Time = 1.45 (sec) , antiderivative size = 1542, normalized size of antiderivative = 7.17 \[ \int \cos ^4(c+d x) (a+a \sec (c+d x))^{5/2} \left (A+B \sec (c+d x)+C \sec ^2(c+d x)\right ) \, dx=\text {Too large to display} \] Input:
integrate(cos(d*x+c)^4*(a+a*sec(d*x+c))^(5/2)*(A+B*sec(d*x+c)+C*sec(d*x+c) ^2),x, algorithm="giac")
Output:
-1/384*(3*(163*A*sqrt(-a)*a^2*sgn(cos(d*x + c)) + 200*B*sqrt(-a)*a^2*sgn(c os(d*x + c)) + 304*C*sqrt(-a)*a^2*sgn(cos(d*x + c)))*log(abs((sqrt(-a)*tan (1/2*d*x + 1/2*c) - sqrt(-a*tan(1/2*d*x + 1/2*c)^2 + a))^2 - a*(2*sqrt(2) + 3))) - 3*(163*A*sqrt(-a)*a^2*sgn(cos(d*x + c)) + 200*B*sqrt(-a)*a^2*sgn( cos(d*x + c)) + 304*C*sqrt(-a)*a^2*sgn(cos(d*x + c)))*log(abs((sqrt(-a)*ta n(1/2*d*x + 1/2*c) - sqrt(-a*tan(1/2*d*x + 1/2*c)^2 + a))^2 + a*(2*sqrt(2) - 3))) + 4*sqrt(2)*(489*(sqrt(-a)*tan(1/2*d*x + 1/2*c) - sqrt(-a*tan(1/2* d*x + 1/2*c)^2 + a))^14*A*sqrt(-a)*a^3*sgn(cos(d*x + c)) + 600*(sqrt(-a)*t an(1/2*d*x + 1/2*c) - sqrt(-a*tan(1/2*d*x + 1/2*c)^2 + a))^14*B*sqrt(-a)*a ^3*sgn(cos(d*x + c)) + 912*(sqrt(-a)*tan(1/2*d*x + 1/2*c) - sqrt(-a*tan(1/ 2*d*x + 1/2*c)^2 + a))^14*C*sqrt(-a)*a^3*sgn(cos(d*x + c)) - 10269*(sqrt(- a)*tan(1/2*d*x + 1/2*c) - sqrt(-a*tan(1/2*d*x + 1/2*c)^2 + a))^12*A*sqrt(- a)*a^4*sgn(cos(d*x + c)) - 12600*(sqrt(-a)*tan(1/2*d*x + 1/2*c) - sqrt(-a* tan(1/2*d*x + 1/2*c)^2 + a))^12*B*sqrt(-a)*a^4*sgn(cos(d*x + c)) - 19152*( sqrt(-a)*tan(1/2*d*x + 1/2*c) - sqrt(-a*tan(1/2*d*x + 1/2*c)^2 + a))^12*C* sqrt(-a)*a^4*sgn(cos(d*x + c)) + 69885*(sqrt(-a)*tan(1/2*d*x + 1/2*c) - sq rt(-a*tan(1/2*d*x + 1/2*c)^2 + a))^10*A*sqrt(-a)*a^5*sgn(cos(d*x + c)) + 1 03992*(sqrt(-a)*tan(1/2*d*x + 1/2*c) - sqrt(-a*tan(1/2*d*x + 1/2*c)^2 + a) )^10*B*sqrt(-a)*a^5*sgn(cos(d*x + c)) + 137424*(sqrt(-a)*tan(1/2*d*x + 1/2 *c) - sqrt(-a*tan(1/2*d*x + 1/2*c)^2 + a))^10*C*sqrt(-a)*a^5*sgn(cos(d*...

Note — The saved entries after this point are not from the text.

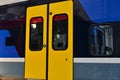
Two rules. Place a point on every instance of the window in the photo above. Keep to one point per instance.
(60, 32)
(36, 33)
(101, 40)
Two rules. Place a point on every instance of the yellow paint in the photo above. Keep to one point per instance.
(58, 67)
(60, 62)
(35, 61)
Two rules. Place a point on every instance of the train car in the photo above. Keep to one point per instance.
(70, 39)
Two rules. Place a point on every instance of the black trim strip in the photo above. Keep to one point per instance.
(47, 43)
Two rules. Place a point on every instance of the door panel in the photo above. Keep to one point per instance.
(35, 54)
(60, 53)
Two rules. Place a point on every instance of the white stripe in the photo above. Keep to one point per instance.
(11, 59)
(96, 60)
(5, 2)
(76, 60)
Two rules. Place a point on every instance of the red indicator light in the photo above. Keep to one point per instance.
(60, 17)
(36, 20)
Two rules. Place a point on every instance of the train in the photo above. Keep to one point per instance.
(49, 34)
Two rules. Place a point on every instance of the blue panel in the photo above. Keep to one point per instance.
(102, 10)
(6, 51)
(96, 71)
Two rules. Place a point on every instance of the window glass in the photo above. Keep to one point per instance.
(101, 40)
(36, 33)
(60, 32)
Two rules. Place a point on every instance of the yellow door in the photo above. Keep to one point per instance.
(60, 53)
(35, 50)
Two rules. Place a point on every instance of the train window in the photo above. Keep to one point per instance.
(36, 33)
(101, 40)
(60, 32)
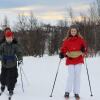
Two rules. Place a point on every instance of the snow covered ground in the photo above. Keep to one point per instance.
(41, 73)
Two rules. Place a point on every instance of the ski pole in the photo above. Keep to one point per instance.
(21, 79)
(55, 79)
(25, 76)
(88, 78)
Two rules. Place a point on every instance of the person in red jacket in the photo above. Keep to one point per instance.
(74, 49)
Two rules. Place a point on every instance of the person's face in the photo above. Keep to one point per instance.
(73, 31)
(9, 39)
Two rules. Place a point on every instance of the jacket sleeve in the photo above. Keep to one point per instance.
(84, 47)
(19, 53)
(63, 48)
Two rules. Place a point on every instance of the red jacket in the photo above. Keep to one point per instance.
(73, 44)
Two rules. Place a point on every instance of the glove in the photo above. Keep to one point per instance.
(20, 62)
(61, 56)
(83, 49)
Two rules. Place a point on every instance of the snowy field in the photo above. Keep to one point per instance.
(40, 73)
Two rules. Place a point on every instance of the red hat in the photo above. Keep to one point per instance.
(8, 34)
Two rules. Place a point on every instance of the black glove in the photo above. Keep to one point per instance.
(83, 49)
(61, 55)
(20, 62)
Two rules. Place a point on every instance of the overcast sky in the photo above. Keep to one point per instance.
(48, 11)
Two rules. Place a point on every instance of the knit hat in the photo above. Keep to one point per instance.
(9, 34)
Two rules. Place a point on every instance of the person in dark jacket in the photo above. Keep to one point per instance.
(10, 52)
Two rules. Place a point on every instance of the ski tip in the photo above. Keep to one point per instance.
(91, 95)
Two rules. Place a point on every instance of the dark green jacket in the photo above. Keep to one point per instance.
(10, 53)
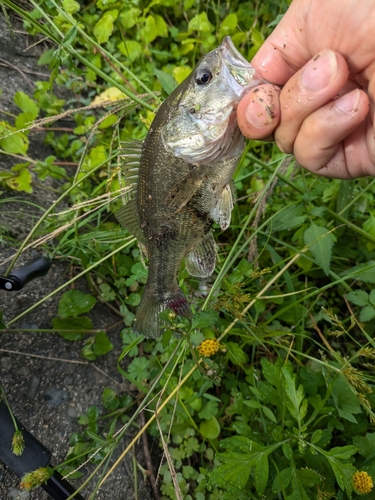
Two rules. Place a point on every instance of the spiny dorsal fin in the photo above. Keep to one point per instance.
(127, 216)
(222, 210)
(201, 261)
(131, 154)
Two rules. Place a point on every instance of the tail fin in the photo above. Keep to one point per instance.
(147, 321)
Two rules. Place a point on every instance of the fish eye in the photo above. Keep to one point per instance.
(204, 76)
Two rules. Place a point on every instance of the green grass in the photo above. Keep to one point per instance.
(285, 408)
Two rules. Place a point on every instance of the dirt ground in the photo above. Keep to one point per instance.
(34, 366)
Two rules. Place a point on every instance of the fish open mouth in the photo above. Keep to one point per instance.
(241, 70)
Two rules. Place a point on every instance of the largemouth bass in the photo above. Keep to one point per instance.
(181, 179)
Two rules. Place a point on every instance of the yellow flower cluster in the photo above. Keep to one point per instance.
(36, 478)
(18, 443)
(362, 482)
(208, 347)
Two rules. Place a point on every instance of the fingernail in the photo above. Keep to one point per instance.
(348, 103)
(259, 112)
(319, 71)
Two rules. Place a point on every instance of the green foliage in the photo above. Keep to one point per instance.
(284, 409)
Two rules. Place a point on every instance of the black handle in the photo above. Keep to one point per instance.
(18, 278)
(35, 455)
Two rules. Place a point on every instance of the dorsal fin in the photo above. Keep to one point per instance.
(222, 210)
(127, 215)
(131, 155)
(201, 261)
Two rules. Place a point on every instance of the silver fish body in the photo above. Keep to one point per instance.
(181, 179)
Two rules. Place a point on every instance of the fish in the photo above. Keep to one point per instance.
(180, 177)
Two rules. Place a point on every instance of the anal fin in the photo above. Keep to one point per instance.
(201, 261)
(222, 210)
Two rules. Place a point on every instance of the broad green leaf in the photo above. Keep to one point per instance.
(261, 473)
(358, 297)
(128, 18)
(209, 410)
(287, 450)
(236, 466)
(131, 49)
(166, 81)
(295, 401)
(139, 368)
(272, 372)
(26, 104)
(210, 429)
(149, 32)
(97, 155)
(315, 438)
(298, 491)
(161, 26)
(288, 218)
(320, 243)
(344, 398)
(104, 27)
(181, 72)
(133, 299)
(70, 6)
(20, 181)
(365, 444)
(309, 477)
(200, 23)
(205, 319)
(369, 227)
(363, 272)
(372, 297)
(367, 313)
(47, 57)
(343, 470)
(23, 120)
(78, 327)
(282, 480)
(107, 294)
(228, 25)
(102, 344)
(269, 413)
(236, 355)
(74, 302)
(17, 143)
(130, 341)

Timed out. \[ \int \cos ^4(c+d x) (a+a \sec (c+d x))^{5/2} \left (A+B \sec (c+d x)+C \sec ^2(c+d x)\right ) \, dx=\int {\cos \left (c+d\,x\right )}^4\,{\left (a+\frac {a}{\cos \left (c+d\,x\right )}\right )}^{5/2}\,\left (A+\frac {B}{\cos \left (c+d\,x\right )}+\frac {C}{{\cos \left (c+d\,x\right )}^2}\right ) \,d x \] Input:
int(cos(c + d*x)^4*(a + a/cos(c + d*x))^(5/2)*(A + B/cos(c + d*x) + C/cos( c + d*x)^2),x)
Output:
int(cos(c + d*x)^4*(a + a/cos(c + d*x))^(5/2)*(A + B/cos(c + d*x) + C/cos( c + d*x)^2), x)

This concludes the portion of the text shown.